I also think a UI shift which relies solely on natural language inputs is very unlikely. After all this time, we’re still stuck on the idea of making elements of Star Trek a reality, where pretty much all day-to-day activities are conducted via voice commands. One of my clients recently wrote about The End of Prompting, where he explains that it’s possible that in the next year or so written or spoken prompts will no longer trigger outputs from machines. E.g. you will not have to ask an LLM ‘hey can you make this document sound more professional’. Rather, you’ll just use a slider and crank it all the way to the ‘professional’ end of the scale.
However, if you look at OpenAI’s recent product announcements they are really pushing hard on prompts: you can produce a fully functional custom GPT using only natural language. But, as mentioned above, because of predetermined guardrails deciding what ‘good’ looks like for you, the possibilities of what you can make are significantly narrowed. Therefore, the ‘impressive’ part of these tools is not necessarily what they can do, but that the only way to instruct them is with natural language. They’ve basically made a drag-and-drop website builder but instead of dragging and dropping you just type out ‘can the profile pic be a cute cat’, and also it doesn’t even really build a website.

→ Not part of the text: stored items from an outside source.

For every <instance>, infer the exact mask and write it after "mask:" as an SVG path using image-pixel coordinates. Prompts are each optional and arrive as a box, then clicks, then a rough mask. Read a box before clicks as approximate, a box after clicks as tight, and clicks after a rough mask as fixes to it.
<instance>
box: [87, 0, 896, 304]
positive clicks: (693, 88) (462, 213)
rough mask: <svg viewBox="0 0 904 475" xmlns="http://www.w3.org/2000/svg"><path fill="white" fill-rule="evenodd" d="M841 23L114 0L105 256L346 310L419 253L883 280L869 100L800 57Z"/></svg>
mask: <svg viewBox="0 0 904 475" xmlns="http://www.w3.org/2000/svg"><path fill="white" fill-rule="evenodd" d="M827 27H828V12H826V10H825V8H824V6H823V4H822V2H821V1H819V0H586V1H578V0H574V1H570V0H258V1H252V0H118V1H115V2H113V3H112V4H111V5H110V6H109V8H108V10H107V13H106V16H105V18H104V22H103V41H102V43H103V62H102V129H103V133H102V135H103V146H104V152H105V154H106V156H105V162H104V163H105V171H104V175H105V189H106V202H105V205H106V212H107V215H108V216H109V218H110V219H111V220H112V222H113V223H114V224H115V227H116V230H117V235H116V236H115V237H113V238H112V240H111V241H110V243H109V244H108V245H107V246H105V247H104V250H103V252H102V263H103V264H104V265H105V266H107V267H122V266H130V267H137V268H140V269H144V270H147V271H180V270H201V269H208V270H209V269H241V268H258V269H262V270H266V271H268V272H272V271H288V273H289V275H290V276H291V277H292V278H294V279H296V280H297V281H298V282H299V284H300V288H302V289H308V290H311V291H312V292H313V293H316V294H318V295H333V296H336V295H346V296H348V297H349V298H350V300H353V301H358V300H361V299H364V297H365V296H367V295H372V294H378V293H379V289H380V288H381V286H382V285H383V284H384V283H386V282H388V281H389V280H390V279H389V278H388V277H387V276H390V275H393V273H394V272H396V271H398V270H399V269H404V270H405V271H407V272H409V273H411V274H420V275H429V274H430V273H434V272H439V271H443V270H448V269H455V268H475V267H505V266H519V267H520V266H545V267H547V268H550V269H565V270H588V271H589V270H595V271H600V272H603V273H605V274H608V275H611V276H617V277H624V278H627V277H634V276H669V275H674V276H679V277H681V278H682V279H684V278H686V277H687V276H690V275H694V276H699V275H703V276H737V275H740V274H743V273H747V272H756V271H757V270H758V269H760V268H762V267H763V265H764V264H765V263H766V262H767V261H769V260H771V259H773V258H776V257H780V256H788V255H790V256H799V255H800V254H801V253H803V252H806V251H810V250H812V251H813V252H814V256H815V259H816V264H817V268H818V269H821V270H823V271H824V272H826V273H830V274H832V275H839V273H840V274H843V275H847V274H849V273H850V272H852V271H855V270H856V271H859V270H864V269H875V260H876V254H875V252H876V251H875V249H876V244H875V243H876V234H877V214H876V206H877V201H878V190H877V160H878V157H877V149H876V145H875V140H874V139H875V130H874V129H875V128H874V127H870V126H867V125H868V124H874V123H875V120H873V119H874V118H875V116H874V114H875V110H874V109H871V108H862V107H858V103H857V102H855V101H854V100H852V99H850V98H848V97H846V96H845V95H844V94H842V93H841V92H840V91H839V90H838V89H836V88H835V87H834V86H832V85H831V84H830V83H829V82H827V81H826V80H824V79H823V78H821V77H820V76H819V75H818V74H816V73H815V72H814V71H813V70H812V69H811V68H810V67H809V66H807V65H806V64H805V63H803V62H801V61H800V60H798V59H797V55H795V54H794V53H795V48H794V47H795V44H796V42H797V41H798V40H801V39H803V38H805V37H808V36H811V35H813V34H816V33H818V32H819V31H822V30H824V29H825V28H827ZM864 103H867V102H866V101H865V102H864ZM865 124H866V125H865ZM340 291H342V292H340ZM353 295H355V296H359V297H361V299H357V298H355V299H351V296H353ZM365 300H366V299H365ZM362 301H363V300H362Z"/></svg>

I mentioned Star Trek above because I do think that early modern conceptions of sci-fi futures have played a part in what we consider important to aim for these days. I also mentioned it because the concept of prompt engineering, or using and tweaking natural language to get a desired output, really reminds me of this one episode of The Next Generation: Dr Crusher accidentally slips into a reality created by her own mind, and she panics as every crew member on the ship slowly disappears from that reality. Eventually, it’s just her alone with the ship’s computer, and all she can do is talk to it in order to figure out what’s going on. She quite literally uses a chain of prompts to understand the limitations of the reality she’s in, and the limitations of the computer itself. It sort of went like this:
She asks the computer to read out the full roster of crew members, and the computer answers only with ‘Dr Beverly Crusher’.
Then she asks what the purpose of the starship Enterprise is, and the computer tells her that it’s to ‘explore the universe’
Finally, she asks if she alone possesses the skills to explore the universe, and the computer is unable to answer — and this is kind of the first breakthrough moment for her in the episode.
I really enjoy this example because there are parts where she gets frustrated with the computer’s answers, and other parts where she asks rhetorical questions out loud while she’s trying to work things out, and the computer attempts to respond, moving Dr Crusher to snap and say ‘I wasn’t talking to you!’ It was cool to see that even in the limitless tech-utopia of Star Trek — which was written before home computers were a thing — a character became frustrated because the computer was not behaving in the way she was expecting.
This is very similar to how we experience technology now; when a device doesn’t do what we want within it’s narrowly scoped capabilities, it’s very annoying. And then we feel lost and powerless. Dr Crusher did not escape her alternate reality because the computer was helpful — she escaped because she was being smart, and therefore understood the limitations of the technology around her. Dr Crusher eventually knew, unlike the computer, that she was trapped in another reality. So from now on, the refusal to take machine outputs at face value should be referred to as ‘Crushing It’. Thank you and goodbye.